When Prodigy of Mobb Deep was incarcerated on gun possession charges, it seemed as though the legendary group was all about done. After a classic entry into the game in the 90’s, the Queensbridge duo had since been on the decline, commercially and critically. And after a brief and failed stint with G-Unit, this prison sentence seemed like the final blow to the tired collective. However, upon release earlier this year, Prodigy and Mobb Deep went right back to work, business as usual. The Black Cocaine EP quickly gained buzz and questions from listeners wondering if the two could still, for lack of a better term, bring it.
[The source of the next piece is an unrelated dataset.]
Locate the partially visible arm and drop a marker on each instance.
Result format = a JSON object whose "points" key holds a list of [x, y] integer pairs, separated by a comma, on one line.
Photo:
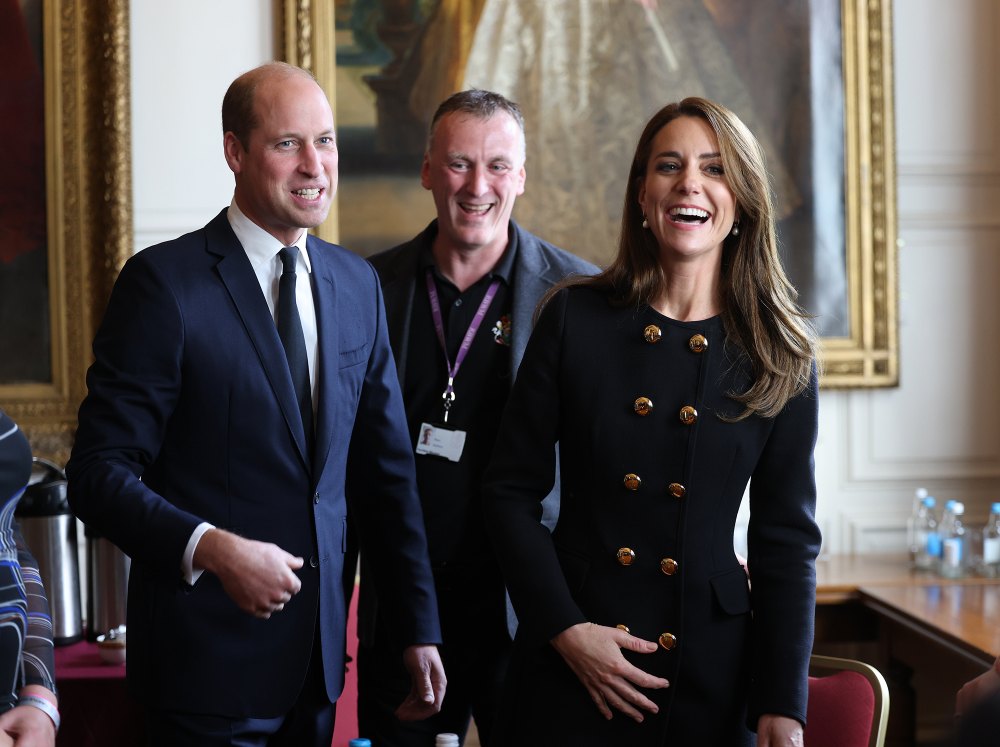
{"points": [[133, 387], [258, 576]]}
It was a fair question, as Havoc has been the only one of the two continuing to make music (scarcely) and thus, stay sharp. Not to mention the fact of not having a label, not having worked with each other professionally in a couple of years, and possibly, not having the age. Things are looking quite dark for Mobb Deep. But that’s what has brought them success over the years; dark music. The EP starts off with “Dead Man’s Shoes,” a dark, murky introduction. While the beat brings back familiar tones, the lyrics are average and neither the two, nor guest Bounty Killa, seems to find their appropriate place on the track.
Still though, the mood is set. Which serves as a bridge to the second, and better, song, “Black Cocaine.” Produced by long-time collaborator The Alchemist, the Mobb sounds comfortable over the usual cerebral sounds matched by their low buzz of intense rhymes. On the first cut, the duo sounds incredibly aged and partially out of touch with the art. But it’s almost as if that was nothing more than a ‘warm-up shot’, as the EP begins to take its form after.
As if they knew this was the case, the triumphant “Conquer” plays next. Behind stirring horns, you can hear their confidence building on the record, proclaiming they “Overpower and crush” any and all competition. But truthfully, they have not done so yet. With three songs that have so far totaled a passing grade, Mobb Deep has yet to be exceptional here. A flash of this is shown on the fourth record, “Get It Forever,” boasting another Alchemist instrumental, and Nas feature. The angry clashing of drums and groaning sample in the backdrop bring out the best of Havoc and P, (“Beat so ugly gotta put a f*cking mask on it”) and allow Nas to bob & weave with a deadly flow (“But you know this already/ My hood the coldest and deadly”).
The best showing for Mobb Deep fans happened in the above mentioned track. The final song on the EP is appropriately titled, “Last Days”. Though sometimes more than others, the group sounds their age, something that’s inevitable, and it’s clear that the upcoming LP may be the last hurrah for the infamous duo. But this is nothing to be criticized for. After seeing many fan favorites limp out of the game, it’s refreshing to see Mobb Deep still able to maintain in their lane. I’m not sure if we’ll get another Infamous or Murda Muzik, but we’ll get a couple of highlights. Something that’ll make the older heads happy, and maybe even impress some of the little “duns.”